Convert PDF to HTML using python and pdfkit

19.5k Views Asked by At

On this site Adobe write about conversion from pdf to html using pdfkit

They use pdfkit.from_pdf(...) method.

This script uses the ‘pdfkit’ library to convert the PDF file to HTML. To use this script, you will need to install the ‘pdfkit’ library...

When I want to use this method I have error

Traceback (most recent call last):
  File "C:\TestPdfToHtml\script.py", line 7, in <module>
    html_file = pdfkit.from_pdf(pdf_file, "my_html_file.html")
                ^^^^^^^^^^^^^^^
AttributeError: module 'pdfkit' has no attribute 'from_pdf'. Did you mean: 'from_url'?
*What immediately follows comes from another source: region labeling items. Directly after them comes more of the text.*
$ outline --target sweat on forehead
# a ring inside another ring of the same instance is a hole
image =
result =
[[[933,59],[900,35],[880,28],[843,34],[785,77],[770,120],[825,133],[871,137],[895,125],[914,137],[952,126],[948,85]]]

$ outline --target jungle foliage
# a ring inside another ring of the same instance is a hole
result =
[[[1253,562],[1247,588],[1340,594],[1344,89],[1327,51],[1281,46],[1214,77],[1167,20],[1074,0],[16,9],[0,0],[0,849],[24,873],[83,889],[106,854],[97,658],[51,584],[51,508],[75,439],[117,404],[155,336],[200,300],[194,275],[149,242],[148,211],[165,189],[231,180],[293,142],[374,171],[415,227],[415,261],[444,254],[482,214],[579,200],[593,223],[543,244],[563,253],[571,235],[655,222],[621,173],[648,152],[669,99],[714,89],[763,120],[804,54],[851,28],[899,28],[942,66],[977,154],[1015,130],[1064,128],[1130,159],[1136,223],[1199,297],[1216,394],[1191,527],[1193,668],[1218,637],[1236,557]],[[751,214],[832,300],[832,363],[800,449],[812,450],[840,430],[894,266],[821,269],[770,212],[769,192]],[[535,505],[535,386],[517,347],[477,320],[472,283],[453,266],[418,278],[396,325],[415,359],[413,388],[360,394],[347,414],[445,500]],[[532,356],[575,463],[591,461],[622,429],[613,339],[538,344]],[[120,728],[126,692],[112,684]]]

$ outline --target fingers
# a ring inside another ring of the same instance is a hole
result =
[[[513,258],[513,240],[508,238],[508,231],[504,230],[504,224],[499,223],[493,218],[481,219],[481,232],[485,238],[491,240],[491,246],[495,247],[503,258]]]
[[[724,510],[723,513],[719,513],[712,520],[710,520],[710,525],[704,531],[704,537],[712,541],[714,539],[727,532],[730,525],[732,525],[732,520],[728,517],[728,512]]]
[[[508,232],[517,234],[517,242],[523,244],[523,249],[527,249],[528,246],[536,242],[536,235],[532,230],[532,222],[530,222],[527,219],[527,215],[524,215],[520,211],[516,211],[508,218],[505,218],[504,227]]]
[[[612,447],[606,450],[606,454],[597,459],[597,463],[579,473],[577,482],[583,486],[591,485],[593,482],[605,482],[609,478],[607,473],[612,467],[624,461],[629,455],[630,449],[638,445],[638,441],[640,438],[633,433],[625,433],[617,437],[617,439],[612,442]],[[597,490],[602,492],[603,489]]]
How can I resolve this problem?

Below is the full script

import pdfkit
# Read the PDF file
pdf_file = open('test2.pdf', 'rb')
# Convert the PDF to HTML
html_file = pdfkit.from_pdf(pdf_file, "my_html_file.html")
# Close the PDF file
pdf_file.close()
1

There are 1 best solutions below

2
PforPython On

Maybe the newer version of pdfkit does not support pdfkit.from_pdf. You can try pdfkit.from_file()

pdfkit.from_file(pdf_file, html_file)

Hope this helps.